The History of St. Mary’s Church Organ

The plaque on the organ, of 1857, names the builder as Charles Brindley. As a new organ builder, St. Mary’s was one of the first organs he completed.

The middle of the Nineteenth Century was, as now, a period of tremendous change and development. The railway network was branching out over the countryside, and came to Doncaster in 1848. The Great Exhibition of 1851 was a showcase of talent. One of the exhibits there was an instrument made by a German organ builder, one Edmund Schulze.

Prior to the Great Exhibition the English Church Organ was a small affair compared with its European counterpart. At Tickhill there had been a ‘finger’ organ since 1831. This, in its turn, had replaced the minstrels who led the worship from a gallery situated at the West End of the church.

Few organs in the English Parish Church in the mid Nineteenth Century could cope with the great European tradition of organ music (the Bachs and Buxtehude). It must have been clear to Edmund Schulze soon after his arrival in England in 1851 that in the instrument he brought to the Great Exhibition he had something new to offer. Enter Charles Brindley.

Charles Brindley had been trained in the family business of installing domestic call bell systems in large houses. The method of operating these systems was an action consisting of wires and levers, a type of mechanical or tracker action not dissimilar to an action used in organ movements.  It seems likely that Brindley met Schulze at the Great Exhibition. He certainly went to Paulinzelle in Germany to learn the art of organ building. Especially the flute pipes (in German called Hohlflote, Gedackt of Rohrflote) took on a new sound with German scale and voicing techniques.

Brindley began his own organ building business in Carver Street, Sheffield on January 1st 1854. St. Mary’s specification shows the Schulze influence. For the first time in the English Church organ we see a complete Diapason chorus from 8 ft to 4 rank Mixture.
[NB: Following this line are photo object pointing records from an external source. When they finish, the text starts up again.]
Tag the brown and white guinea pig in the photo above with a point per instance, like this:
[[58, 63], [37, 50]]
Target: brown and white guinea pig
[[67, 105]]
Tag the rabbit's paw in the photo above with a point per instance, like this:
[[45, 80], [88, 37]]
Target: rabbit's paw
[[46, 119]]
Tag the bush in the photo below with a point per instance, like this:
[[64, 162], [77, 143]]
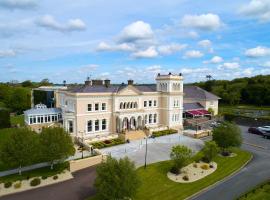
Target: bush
[[185, 178], [35, 182], [164, 132], [17, 185], [205, 167], [7, 184], [175, 170]]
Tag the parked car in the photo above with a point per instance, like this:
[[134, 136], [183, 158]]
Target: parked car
[[266, 134], [255, 130], [264, 128]]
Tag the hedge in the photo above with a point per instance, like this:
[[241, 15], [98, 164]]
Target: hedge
[[107, 143], [164, 132]]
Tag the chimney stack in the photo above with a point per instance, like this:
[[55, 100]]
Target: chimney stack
[[130, 82]]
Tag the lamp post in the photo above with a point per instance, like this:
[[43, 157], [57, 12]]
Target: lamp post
[[145, 158]]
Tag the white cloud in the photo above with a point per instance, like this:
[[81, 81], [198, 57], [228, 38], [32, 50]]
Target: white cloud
[[48, 21], [150, 52], [193, 54], [103, 46], [258, 9], [214, 60], [171, 48], [205, 43], [208, 22], [229, 65], [258, 51], [18, 4], [135, 31], [7, 53]]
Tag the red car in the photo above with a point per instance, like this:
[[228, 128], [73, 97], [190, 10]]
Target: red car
[[255, 130]]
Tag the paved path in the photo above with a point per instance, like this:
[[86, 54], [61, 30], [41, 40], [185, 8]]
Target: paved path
[[78, 188], [254, 173], [158, 149]]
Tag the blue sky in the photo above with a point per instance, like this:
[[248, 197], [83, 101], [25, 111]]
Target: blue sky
[[123, 39]]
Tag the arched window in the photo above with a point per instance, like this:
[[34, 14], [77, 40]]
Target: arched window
[[89, 126]]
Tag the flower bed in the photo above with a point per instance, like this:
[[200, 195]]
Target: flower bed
[[107, 143], [164, 132]]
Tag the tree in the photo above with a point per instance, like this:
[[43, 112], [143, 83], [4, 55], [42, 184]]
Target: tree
[[180, 155], [56, 145], [227, 135], [210, 151], [116, 179], [20, 149]]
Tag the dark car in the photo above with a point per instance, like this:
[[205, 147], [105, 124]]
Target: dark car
[[255, 130], [266, 134]]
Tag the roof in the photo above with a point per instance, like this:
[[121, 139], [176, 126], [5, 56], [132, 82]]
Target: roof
[[42, 111], [194, 92], [192, 106]]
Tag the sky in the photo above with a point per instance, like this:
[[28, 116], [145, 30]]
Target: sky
[[126, 39]]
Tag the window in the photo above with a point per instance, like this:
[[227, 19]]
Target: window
[[103, 106], [96, 106], [96, 125], [104, 124], [70, 126], [89, 107], [89, 126]]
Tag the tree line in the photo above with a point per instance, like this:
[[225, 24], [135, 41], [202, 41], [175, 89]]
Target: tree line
[[254, 90]]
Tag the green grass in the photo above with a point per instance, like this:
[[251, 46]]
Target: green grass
[[261, 192], [156, 186], [45, 171], [18, 119]]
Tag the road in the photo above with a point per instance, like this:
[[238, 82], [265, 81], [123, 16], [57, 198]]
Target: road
[[257, 171]]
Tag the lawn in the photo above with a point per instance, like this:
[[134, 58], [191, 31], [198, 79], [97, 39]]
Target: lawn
[[45, 171], [261, 192], [156, 186], [18, 119]]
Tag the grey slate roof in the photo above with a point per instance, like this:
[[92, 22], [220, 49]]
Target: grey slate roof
[[42, 111], [192, 106], [194, 92]]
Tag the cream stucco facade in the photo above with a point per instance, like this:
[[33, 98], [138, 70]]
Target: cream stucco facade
[[101, 109]]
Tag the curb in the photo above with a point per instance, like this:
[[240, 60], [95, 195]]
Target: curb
[[220, 181]]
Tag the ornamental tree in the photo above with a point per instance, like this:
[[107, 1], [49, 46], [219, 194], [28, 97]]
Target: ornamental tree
[[116, 179], [56, 145]]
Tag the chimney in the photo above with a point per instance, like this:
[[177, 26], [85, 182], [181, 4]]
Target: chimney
[[130, 82], [87, 82], [107, 82]]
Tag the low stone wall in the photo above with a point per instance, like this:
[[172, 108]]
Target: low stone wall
[[76, 165]]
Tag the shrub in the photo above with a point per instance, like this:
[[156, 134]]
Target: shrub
[[175, 170], [185, 178], [7, 184], [35, 182], [17, 185], [205, 167]]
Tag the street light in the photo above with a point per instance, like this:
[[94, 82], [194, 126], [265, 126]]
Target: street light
[[145, 158]]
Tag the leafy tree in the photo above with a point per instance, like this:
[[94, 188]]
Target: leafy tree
[[4, 118], [180, 155], [210, 151], [20, 149], [56, 144], [116, 179], [227, 135]]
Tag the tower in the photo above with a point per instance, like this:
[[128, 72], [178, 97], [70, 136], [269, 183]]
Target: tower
[[171, 88]]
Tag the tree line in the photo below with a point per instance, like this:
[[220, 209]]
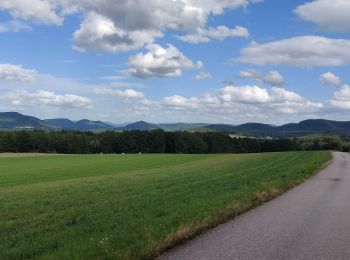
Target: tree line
[[157, 141]]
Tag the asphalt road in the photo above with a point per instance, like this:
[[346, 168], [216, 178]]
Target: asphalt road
[[312, 221]]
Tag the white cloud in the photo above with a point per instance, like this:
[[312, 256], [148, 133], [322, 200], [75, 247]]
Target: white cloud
[[330, 79], [305, 51], [46, 98], [218, 33], [118, 25], [179, 102], [14, 26], [241, 104], [332, 15], [10, 72], [245, 94], [341, 99], [99, 33], [160, 62], [33, 10], [273, 77], [127, 93], [203, 76]]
An earlier commission for Brindley was for a temporary organ for the Parish Church at Doncaster. The medieval church was destroyed by fire at the end of February 1853. Plans were soon made for a three manual (keyboard) organ to be made, accompanying first the services held in the Grammar School (Thorne Road) and then rebuilt in the church for its re-dedication in October 1858. After the completion of the five manual instrument by Edmund Schulze at St. George’s in 1862, the Brindley organ was sold to the newly built St. James Church.

Following the success of the Doncaster organ Brindley was asked to build an organ for Tickhill. Although remedial work has been done on the action, blower and console, the original pipework still sounds week by week.

In the early years the organ was sited at the West End of the church. The church was used to its services being accompanied from this position. Being under the tower also offers the most resonance in the building.

With the introduction of a robed choir and the greater emphasis upon the liturgy in the Chancel it was decided to move the organ into the North Chapel. A plaque indicates permission having been given for the use of this chapel, (the then Laughton Chapel), for resiting the organ and also for part to be a Vestry. The actual year of moving is unclear at present, but seems to be 1896 when Brindley and Foster rebuilt the organ and a new oak case was given by a relative of the Laughton family.

In 1937 the decision was made to move the organ to its present position on the South side of the chancel. The blower was electrified at this time.

As the Centenary of the instrument passed it was evident that the organ needed a radical overhaul. The action was especially unreliable. In 1965 the firm of J. W. Walker rebuilt the organ at a cost of £4, 409. The action was renewed, a new console was installed and a number of tonal modifications were made.

The different manuals operate independent groups of pipes. The Great soundboard has almost one thousand pipes. Inside the Swell box we have a further 638 pipes. As the shutters are closed, the sound is enclosed in the box, giving an effect of diminuendo to those listening in the church.  The rank of pipes called the Fifteenth, at the front of the box, was added recently. Several other ranks have either been extended or added over the last thirty years.